We dined last night in Barbetta, which is the oldest continually owned restaurant in New York, and one of our favorite Italian places in the City. We’ve been going there for 50 years (this is our 45th anniversary) but the restaurant has been open for 104!
There’s a pianist, an elegant room, and a garden. It was too humid for us outside, so we dined inside, with great service. It’s not everywhere you can get bagna cauda.
We then went over to Forever Tango, a limited run at the Walter Kerr with 16 incredible dancers and some star turns by Dancing with the Stars’ Karina Smirnoff and Maksim Chmerkovskiy. They are backed by 11 on-stage musicians: pianist, keyboard, bass viol, cello, viola, two violins—and four guys (all older than I am) playing bandoneons. These are concertina-like diaphragms, common in tango music, which require both hands to be playing chords while expanding and contracting the thing. They produce incredible sounds.
The tango, of course, is rivaled only by the paso doble in its drama, the latter expressing intensity with a bull and the former with your partner. Professionals dancing the tango usually feature a man looking hostile and a woman looking bored or mildly uncomfortable, ranging from an upset stomach to borborygmic. No one ever smiles and there seems to be mayhem on the mind. The men, with slicked back hair and smirks, remind me of a combination of Bobby Darren and Al Capone.

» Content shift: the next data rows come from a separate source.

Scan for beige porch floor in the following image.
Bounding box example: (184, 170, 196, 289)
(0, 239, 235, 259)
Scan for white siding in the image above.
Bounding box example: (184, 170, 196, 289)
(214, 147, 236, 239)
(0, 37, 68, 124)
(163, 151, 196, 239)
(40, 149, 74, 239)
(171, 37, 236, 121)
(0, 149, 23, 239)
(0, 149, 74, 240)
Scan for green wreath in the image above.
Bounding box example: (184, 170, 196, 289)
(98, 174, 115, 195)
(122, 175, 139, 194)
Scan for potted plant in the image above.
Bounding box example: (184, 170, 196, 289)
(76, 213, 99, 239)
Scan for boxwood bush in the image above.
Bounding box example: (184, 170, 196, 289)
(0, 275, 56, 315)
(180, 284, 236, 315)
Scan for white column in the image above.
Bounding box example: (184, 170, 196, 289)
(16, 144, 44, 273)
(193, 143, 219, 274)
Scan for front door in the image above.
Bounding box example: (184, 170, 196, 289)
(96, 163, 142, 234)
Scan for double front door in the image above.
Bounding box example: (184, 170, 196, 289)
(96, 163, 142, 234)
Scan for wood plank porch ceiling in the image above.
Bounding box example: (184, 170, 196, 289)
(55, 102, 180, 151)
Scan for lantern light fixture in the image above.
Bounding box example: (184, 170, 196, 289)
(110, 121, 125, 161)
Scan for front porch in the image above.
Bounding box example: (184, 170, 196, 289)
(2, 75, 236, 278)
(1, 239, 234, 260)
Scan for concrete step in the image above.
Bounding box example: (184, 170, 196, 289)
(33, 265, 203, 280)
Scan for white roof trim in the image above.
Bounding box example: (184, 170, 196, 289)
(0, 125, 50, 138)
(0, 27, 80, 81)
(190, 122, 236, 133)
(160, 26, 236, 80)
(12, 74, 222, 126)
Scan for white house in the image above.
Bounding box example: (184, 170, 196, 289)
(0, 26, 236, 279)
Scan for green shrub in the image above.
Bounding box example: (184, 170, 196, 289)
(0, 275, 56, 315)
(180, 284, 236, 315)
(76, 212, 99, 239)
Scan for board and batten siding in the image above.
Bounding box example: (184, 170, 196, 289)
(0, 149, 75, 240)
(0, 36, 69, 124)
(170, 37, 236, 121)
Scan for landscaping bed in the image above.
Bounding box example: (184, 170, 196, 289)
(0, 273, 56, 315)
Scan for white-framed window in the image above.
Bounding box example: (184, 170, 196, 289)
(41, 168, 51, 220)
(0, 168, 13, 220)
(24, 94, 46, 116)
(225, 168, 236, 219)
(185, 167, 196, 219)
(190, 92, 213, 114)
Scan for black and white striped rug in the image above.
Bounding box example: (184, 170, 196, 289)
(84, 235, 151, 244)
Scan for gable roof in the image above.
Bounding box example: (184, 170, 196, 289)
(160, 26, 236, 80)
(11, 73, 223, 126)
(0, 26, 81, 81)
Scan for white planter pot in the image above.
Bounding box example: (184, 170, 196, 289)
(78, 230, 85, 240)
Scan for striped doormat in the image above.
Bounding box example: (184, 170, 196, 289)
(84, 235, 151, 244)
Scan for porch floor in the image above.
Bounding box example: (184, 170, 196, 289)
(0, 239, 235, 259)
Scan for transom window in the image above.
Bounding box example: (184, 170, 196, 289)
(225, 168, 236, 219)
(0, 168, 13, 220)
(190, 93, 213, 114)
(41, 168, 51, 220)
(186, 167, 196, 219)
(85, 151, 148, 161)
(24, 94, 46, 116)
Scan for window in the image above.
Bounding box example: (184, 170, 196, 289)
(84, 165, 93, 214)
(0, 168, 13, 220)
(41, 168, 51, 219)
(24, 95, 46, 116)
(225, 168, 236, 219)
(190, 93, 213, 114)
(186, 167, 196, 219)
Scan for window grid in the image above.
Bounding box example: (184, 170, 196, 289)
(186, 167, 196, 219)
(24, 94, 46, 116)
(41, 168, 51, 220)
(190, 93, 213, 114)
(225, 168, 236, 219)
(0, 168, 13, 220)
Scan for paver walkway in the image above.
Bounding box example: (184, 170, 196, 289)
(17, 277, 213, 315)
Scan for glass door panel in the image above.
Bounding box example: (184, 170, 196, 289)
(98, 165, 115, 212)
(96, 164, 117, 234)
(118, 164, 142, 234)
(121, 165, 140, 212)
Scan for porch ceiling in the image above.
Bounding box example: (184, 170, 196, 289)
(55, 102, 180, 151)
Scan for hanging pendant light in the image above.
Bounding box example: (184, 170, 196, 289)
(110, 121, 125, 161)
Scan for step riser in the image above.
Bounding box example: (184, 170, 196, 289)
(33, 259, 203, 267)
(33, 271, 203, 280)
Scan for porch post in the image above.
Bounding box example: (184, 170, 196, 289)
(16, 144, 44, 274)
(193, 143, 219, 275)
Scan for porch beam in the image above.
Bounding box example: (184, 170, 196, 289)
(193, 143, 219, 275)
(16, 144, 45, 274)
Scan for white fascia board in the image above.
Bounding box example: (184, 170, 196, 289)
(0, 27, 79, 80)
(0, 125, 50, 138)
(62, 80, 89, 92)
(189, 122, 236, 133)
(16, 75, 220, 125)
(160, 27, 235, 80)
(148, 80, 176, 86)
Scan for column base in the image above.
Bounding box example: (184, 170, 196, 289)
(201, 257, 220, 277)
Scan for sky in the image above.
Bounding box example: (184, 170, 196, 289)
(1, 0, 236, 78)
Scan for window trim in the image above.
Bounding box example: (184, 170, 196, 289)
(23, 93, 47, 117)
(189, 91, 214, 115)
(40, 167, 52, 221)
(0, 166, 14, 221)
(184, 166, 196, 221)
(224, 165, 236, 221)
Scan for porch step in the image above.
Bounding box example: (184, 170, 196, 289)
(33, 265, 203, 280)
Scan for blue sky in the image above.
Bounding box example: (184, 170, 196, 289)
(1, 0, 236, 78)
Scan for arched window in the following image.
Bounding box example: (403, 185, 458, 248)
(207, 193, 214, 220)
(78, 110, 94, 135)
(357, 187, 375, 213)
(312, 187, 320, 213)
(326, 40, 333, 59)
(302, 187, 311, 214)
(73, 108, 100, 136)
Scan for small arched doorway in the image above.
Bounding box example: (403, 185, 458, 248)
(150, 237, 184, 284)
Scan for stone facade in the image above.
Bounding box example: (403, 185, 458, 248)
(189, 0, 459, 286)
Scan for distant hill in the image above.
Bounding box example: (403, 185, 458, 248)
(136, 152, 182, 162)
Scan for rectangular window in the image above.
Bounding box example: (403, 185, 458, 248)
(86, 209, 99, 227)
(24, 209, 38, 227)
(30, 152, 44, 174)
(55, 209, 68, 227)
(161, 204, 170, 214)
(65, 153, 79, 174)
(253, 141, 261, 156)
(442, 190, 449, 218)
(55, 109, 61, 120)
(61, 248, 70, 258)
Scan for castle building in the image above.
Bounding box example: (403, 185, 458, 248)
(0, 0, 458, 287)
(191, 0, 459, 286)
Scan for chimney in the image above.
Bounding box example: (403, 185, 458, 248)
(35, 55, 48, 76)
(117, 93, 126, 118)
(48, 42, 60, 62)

The women exhibit amazing footwork in heels higher than most women could comfortably walk down the street in. The dance requires precision movements and a lot of leg in obligatory fishnets. This is not so much a dance as a mating ritual, a fast trip around third base heading home.
It was an astonishing night, with the dancers given respite by some amazing musical numbers and the singer Luis Enrique, who has a wonderful voice, singing fabulous Spanish songs. Karina and Max were larger than life. At every appearance the audience roared and were rewarded with an aggressive grace, a wondrous chemistry.
Every so often, Max and Karina can’t help themselves, and they smile, dropping the act of aloofness and simply accepting the joy. I can’t blame them. I was smiling myself for the entire performance. It’s a limited run, so if you at all have the chance, go see it.